Until 19 March 2014, Rotterdam's fourteen boroughs had the formal status of submunicipalities (deelgemeenten) under the Dutch Municipalities Act. The submunicipalities were responsible for many activities that previously had been run by the central city. The idea was to bring the government closer to the people. All submunicipalities had their own deelgemeenteraad ('submunicipal council'), direct elected by the borough's inhabitants. The district councils enjoyed far-reaching autonomous decisionmaking powers in many policy areas. Only affairs pertaining the whole city such as major infrastructural projects remained within the jurisdiction of by the central municipal council.
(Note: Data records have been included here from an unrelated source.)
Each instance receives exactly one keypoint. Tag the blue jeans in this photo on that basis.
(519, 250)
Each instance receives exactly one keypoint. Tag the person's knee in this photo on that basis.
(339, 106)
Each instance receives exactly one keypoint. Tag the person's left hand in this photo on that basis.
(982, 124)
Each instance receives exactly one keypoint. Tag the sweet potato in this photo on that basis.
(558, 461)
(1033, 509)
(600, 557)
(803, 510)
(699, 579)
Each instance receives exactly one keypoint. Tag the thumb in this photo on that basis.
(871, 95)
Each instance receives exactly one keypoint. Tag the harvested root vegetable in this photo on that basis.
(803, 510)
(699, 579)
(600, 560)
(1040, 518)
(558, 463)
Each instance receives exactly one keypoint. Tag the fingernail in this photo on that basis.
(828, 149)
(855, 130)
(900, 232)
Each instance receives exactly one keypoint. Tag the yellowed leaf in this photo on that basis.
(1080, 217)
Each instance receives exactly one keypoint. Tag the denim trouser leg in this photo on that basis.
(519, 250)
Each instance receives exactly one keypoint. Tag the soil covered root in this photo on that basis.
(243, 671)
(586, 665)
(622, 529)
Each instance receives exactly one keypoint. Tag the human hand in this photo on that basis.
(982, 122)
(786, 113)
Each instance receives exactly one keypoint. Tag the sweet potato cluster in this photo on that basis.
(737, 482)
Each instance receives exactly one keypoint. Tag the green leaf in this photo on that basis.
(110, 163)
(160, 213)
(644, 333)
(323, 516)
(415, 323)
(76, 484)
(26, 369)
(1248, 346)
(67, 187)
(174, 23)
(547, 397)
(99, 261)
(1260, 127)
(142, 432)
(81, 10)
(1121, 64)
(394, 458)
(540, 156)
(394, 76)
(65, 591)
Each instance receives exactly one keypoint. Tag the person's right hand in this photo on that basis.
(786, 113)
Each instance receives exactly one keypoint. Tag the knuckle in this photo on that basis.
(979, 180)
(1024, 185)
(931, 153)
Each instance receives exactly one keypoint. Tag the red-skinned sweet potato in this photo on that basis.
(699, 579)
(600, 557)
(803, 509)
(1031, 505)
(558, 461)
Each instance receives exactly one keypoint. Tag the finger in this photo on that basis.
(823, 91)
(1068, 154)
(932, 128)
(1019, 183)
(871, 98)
In 2014, the submunicipalities were abolished by law, but Rotterdam maintained its boroughs. The district councils were replaced with smaller, but still directly elected gebiedscommissies ('area committees'). The area committees no longer have autonomous powers, but instead act primarily as advisory and participatory bodies for the central municipal council.

The fourteen boroughs of Rotterdam are:

| * Centrum * Charlois * Delfshaven * Feijenoord * Hillegersberg-Schiebroek * Hoogvliet * Hook of Holland | * IJsselmonde * Kralingen-Crooswijk * Noord * Overschie * Pernis * Prins Alexander * Rozenburg |

The port areas are governed directly by the central municipality.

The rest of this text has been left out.